Editorial: The Supreme Court may poke another hole in the ‘wall of separation’ between church and state

Justice Elena Kagan noted that states could oppose funding religious schools for reasons that have nothing to do with bigotry.
(Kathleen Dooher / Harvard University )

The Supreme Court may be poised to require states to subsidize religious schools if they provide financial support for other private schools, poking another hole in the “wall of separation between church and state” described by Thomas Jefferson as central to the 1st Amendment.

On Wednesday, the court heard arguments in a case brought by a group of parents of children who attend religious schools in Montana. The parents had challenged a Montana Supreme Court decision that ended a program under which taxpayers could receive a tax credit of up to $150 for donations to provide scholarships for children to attend private schools, including religious schools.

The Montana court held that the inclusion of religious schools in the program violated a provision in the Montana Constitution — similar to language in many other state constitutions — prohibiting “any direct or indirect appropriation or payment from any public fund or monies” to any school that is “controlled in whole or in part by any church, sect, or denomination.” The court then invalidated the entire program.

Questions by conservative Supreme Court justices on Wednesday suggested that they disagreed with the Montana court and thought that its ruling violated the free exercise of religion guaranteed by the 1st Amendment. That seemed to herald a ruling that if a state decides to provide subsidies or tax breaks that benefit students in private schools, it must include religious schools.


We hope the court will not rule that way. Such a decision would go well beyond a 2017 ruling in which the justices held 7-2 that the state of Missouri couldn’t exclude a Lutheran school from a state grant program that paid for the resurfacing of playgrounds. But in the lead opinion in that case, Chief Justice John G. Roberts Jr. made it clear that the ruling applied only to playground resurfacing, not other examples of religious use of state funding.

On Wednesday, Justice Elena Kagan, who was in the majority in that earlier decision, emphasized that the previous ruling involved a “completely secular public benefit.” By contrast, the Montana law as written would have allowed for state support of religious education much more broadly. While they are accredited and teach secular subjects, many Catholic and other religious schools insist that their religious faith pervades the education that they offer.
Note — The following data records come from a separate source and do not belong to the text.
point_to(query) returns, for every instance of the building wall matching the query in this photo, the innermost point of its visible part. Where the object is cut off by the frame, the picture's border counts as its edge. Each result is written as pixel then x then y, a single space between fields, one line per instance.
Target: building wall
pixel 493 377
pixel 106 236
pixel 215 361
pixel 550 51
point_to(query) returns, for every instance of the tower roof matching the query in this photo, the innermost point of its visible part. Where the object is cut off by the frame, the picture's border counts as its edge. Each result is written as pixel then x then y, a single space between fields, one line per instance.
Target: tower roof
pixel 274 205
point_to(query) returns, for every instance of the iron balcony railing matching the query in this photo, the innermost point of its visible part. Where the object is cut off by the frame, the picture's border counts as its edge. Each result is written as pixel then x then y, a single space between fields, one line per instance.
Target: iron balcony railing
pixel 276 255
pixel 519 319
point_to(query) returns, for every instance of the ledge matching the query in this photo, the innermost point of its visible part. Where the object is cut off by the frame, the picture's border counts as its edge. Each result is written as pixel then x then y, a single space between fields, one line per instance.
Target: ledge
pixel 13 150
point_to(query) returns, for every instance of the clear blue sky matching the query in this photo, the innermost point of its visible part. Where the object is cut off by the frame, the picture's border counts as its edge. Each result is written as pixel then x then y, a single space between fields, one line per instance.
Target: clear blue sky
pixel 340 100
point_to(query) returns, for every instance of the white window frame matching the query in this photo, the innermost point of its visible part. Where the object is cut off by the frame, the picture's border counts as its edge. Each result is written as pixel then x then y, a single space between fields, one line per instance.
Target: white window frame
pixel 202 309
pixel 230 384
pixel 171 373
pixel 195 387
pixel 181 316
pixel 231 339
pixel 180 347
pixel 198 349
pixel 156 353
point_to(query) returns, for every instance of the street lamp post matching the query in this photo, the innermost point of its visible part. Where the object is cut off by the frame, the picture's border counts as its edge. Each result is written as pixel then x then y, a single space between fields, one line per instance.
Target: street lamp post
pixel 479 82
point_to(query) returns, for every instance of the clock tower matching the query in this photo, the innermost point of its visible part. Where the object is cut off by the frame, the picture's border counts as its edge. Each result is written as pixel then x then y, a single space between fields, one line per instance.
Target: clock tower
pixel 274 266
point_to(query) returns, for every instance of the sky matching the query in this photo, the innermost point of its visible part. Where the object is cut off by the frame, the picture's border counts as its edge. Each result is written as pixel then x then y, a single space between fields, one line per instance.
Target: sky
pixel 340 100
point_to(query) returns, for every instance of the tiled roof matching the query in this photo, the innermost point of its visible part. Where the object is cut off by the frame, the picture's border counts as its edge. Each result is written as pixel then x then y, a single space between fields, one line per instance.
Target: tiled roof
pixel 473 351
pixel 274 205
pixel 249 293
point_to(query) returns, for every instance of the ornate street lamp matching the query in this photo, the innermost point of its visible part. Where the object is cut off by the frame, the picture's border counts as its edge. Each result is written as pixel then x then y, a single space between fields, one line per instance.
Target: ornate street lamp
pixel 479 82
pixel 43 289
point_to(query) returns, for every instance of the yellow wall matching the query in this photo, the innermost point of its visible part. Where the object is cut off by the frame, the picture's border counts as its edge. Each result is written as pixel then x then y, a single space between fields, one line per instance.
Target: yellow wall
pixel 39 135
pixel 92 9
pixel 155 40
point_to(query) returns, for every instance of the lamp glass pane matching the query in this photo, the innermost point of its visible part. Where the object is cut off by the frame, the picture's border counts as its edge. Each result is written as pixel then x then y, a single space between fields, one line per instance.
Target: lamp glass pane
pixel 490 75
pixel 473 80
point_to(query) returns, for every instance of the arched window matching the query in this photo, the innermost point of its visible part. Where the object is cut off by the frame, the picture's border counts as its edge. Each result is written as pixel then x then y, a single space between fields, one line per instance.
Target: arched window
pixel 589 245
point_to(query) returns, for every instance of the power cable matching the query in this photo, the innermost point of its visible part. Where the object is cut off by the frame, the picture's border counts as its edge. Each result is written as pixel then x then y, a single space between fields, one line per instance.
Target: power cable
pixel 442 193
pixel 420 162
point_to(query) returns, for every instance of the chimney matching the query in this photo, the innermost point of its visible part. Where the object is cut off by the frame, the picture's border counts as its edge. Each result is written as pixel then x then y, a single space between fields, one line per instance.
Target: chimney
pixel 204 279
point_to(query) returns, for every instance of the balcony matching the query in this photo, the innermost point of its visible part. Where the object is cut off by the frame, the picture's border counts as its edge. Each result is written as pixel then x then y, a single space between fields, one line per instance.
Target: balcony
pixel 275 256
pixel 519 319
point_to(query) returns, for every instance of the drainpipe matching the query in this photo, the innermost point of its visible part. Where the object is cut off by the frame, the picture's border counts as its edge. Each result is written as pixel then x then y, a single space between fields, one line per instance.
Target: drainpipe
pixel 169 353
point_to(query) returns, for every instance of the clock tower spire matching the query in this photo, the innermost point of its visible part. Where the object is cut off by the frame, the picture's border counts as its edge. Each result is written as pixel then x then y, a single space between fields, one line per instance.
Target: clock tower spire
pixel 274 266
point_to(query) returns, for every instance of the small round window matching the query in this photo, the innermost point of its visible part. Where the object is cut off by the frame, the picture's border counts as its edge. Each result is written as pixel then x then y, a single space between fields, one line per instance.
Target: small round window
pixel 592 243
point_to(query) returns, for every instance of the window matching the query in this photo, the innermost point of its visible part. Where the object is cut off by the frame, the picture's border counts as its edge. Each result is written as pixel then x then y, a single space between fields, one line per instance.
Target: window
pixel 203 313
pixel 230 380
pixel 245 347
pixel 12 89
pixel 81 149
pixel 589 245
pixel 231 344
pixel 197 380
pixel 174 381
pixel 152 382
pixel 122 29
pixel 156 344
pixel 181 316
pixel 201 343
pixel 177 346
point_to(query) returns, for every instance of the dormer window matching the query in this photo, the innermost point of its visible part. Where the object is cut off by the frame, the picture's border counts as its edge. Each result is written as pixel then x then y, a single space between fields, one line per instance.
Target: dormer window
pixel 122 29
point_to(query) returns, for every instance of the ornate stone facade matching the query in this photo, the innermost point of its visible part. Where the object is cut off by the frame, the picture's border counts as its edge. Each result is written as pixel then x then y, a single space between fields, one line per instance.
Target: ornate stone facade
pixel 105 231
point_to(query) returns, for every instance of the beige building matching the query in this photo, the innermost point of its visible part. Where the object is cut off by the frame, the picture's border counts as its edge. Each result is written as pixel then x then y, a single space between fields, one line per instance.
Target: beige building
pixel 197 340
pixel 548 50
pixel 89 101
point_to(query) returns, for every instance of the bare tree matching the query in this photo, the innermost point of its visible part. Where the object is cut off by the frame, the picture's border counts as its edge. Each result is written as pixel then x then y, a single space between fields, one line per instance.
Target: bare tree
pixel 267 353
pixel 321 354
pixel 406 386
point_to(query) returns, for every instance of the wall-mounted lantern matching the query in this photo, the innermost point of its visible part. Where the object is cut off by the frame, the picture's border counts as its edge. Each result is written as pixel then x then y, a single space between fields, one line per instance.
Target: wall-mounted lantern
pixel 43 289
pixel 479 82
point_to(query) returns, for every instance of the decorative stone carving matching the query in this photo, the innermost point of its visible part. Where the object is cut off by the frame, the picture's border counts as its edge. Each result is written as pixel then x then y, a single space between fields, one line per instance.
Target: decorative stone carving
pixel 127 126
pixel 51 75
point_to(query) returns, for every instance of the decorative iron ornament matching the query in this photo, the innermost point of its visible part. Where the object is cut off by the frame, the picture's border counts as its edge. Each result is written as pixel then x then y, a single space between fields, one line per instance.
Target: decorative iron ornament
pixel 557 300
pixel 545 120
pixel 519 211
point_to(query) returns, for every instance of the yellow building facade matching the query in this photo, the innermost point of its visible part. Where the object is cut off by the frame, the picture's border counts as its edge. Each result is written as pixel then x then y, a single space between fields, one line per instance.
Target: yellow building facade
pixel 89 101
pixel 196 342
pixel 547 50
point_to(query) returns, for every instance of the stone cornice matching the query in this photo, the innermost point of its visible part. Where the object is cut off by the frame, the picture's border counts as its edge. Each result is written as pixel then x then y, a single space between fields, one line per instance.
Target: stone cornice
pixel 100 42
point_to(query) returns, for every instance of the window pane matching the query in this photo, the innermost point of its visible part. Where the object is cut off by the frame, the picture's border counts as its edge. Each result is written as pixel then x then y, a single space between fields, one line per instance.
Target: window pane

So long as they treat all religious schools the same, a state ought to be able to decide that it won’t subsidize the propagation of religion. That’s essentially what the court said in a 2004 case in which it upheld a decision by the state of Washington to exclude students studying for the ministry from a state scholarship program.

Admittedly, a tax credit that supports students who study both religious and secular subjects at, say, a Lutheran school is less of a subsidy for purely religious activities than a scholarship for a future minister. And it’s true that Jefferson’s “wall of separation” has long been a porous one. As early as 1947, the court upheld the constitutionality of a New Jersey law that authorized school districts to reimburse parents for the cost of transporting their children to parochial schools. In 2002, the court upheld the constitutionality of a program that provided parents in Cleveland with vouchers they could use at religious schools. College students can use federal grants to study at religious colleges as well as secular ones.

Still, a ruling in favor of the plaintiffs in this case would further undermine the principle that states need not subsidize religious education.

Justice Brett Kavanaugh referred to the fact that many state bans on aid to religious schools trace back to 19th century anti-Catholicism. But Kagan pointed out that such prohibitions need not be rooted in bigotry. “You might think that taxpayers have conscientious objections to funding religion,” she said. “You might think that funding religion creates divisiveness and conflict within a society, and that for all those reasons, funding religious activity is not a good idea.”


A victory for the plaintiffs in the Montana case would not require that states subsidize religious schools. A state would be free not to provide subsidies or tax credits for religious schools so long as it didn’t subsidize secular private schools.

Still, a decision in favor of the plaintiffs probably would embolden advocates for more generous taxpayer support for religious and nonreligious private schools in states where such aid is legally questionable. At a time when many public schools are woefully underfunded, that strikes us as bad public policy. Just because the Supreme Court says that such proposals are constitutional doesn’t make them wise.